他悵然若失良久,后來,他背著新婚妻子,去廟里為她做了一場盛大的法事,許愿來世,他一定好好待她,讓她隨心所愿。
這些念頭在楊文煦心中早已厘清過,此時思來雖多,不過是一轉念,他很快又想回姜姨娘身上。
越想越覺得她可疑。
越想越覺得如醍醐灌頂,恍然大悟!
如有可能,他極想現在就回去當面與姜姨娘對質,她好深的心機,這么久以來隱藏得這么好,他竟未察覺到絲毫的不對勁!

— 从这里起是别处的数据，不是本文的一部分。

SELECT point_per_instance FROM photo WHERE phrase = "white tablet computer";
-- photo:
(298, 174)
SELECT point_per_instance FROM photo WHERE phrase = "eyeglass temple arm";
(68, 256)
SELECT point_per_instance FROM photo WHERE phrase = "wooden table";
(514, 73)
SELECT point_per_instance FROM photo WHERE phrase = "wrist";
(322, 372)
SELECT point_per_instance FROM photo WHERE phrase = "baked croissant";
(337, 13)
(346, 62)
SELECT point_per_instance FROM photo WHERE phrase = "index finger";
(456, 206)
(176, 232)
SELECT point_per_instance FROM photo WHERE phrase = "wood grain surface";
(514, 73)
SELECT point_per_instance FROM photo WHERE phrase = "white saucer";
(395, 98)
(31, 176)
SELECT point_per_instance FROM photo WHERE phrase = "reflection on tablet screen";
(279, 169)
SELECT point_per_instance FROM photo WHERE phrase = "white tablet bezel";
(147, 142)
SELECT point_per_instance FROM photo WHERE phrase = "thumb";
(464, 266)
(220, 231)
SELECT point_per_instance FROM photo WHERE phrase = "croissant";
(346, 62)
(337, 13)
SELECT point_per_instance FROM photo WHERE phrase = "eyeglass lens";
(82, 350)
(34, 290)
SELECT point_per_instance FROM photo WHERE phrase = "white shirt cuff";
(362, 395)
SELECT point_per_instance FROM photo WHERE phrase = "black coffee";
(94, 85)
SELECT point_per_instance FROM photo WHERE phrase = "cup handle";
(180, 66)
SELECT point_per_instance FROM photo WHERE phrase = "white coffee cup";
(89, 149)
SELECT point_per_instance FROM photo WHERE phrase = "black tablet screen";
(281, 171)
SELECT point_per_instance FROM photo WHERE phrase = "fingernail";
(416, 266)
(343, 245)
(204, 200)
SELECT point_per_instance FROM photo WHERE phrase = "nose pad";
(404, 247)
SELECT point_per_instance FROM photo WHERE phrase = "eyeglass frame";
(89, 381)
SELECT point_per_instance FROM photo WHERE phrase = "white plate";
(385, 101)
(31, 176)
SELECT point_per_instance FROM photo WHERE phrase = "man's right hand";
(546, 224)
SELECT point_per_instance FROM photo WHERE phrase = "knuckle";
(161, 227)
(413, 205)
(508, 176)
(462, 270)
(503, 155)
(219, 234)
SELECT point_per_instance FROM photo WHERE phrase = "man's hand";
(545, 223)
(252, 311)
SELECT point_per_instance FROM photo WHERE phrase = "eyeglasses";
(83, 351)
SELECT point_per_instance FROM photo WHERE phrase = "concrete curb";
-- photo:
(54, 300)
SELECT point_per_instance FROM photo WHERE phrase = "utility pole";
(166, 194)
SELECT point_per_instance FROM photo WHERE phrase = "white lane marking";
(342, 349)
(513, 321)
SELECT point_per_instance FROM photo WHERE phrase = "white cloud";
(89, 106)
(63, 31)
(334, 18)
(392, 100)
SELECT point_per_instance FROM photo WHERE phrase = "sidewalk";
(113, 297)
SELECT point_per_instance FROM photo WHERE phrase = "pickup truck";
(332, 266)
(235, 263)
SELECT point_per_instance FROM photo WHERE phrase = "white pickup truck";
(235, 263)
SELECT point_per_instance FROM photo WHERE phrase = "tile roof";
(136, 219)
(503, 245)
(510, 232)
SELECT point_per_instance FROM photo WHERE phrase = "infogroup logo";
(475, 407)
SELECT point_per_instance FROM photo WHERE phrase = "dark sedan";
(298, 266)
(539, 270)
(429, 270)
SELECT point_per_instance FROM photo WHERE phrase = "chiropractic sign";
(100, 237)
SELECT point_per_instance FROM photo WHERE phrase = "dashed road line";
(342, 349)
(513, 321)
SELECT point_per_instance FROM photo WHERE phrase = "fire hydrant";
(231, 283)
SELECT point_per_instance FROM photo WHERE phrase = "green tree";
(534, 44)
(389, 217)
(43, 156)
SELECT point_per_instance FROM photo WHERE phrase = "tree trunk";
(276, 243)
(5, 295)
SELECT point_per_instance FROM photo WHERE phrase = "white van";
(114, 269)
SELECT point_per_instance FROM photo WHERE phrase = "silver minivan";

這也正是姜姨娘兩世為人該有的手段,她面上裝得若無其事,心里恨毒了他,一直在壞他的事,包括這次,對了,他是夢中所得,家里只有姜氏可能聽見他的夢話,所以她才跑去王府,她分明是有意的,這就是最有力的證據!
“是姜氏——”楊文煦再也忍耐不住,低低切齒出聲。
“王爺,”范統領在一旁觀察了一陣,疑惑地問,“他是不是瘋了?”
沂王也不大確定,這種翰林文士,一輩子不知道見沒見過比殺雞更大的場面,要是就此嚇出點毛病,也不是不可能的事。
范統領為主分憂提建議:“王爺燙一下就知道了,瘋了不怕疼。”
沂王納諫,將黯淡了一些但仍舊滾燙的烙鐵往楊文煦胸口印去。
沾到的一瞬間,楊文煦還真想靠忍痛脫困,但他隨即就反應過來,這根本就是設好的話套,他要是上套,那也枉他兩世為人了。
“王爺,”他急忙道,“我有一策,可助王爺成就大業。”
作者有話說:
嗯,重生的怎么就不能是姜姨娘呢。
第77章
沂王握緊烙鐵, 抬起眼,緩緩道:“本王有什么大業要你襄助?”
“……”
楊文煦意識到他說錯了話。
多出一世記憶不全是好處, 當性命遭受威脅, 他來不及考慮那么多時,脫口而出的話自以為沒有問題,其實是兩世記憶混淆后的結果。
他知道沂王心有大志, 并最終近乎成功, 但眼下的他除了因沂王插過一回手,被迫與妻子和離外,再無任何來往。而直到此時的世人眼中,沂王都沒有顯露過反心,他又從何得知。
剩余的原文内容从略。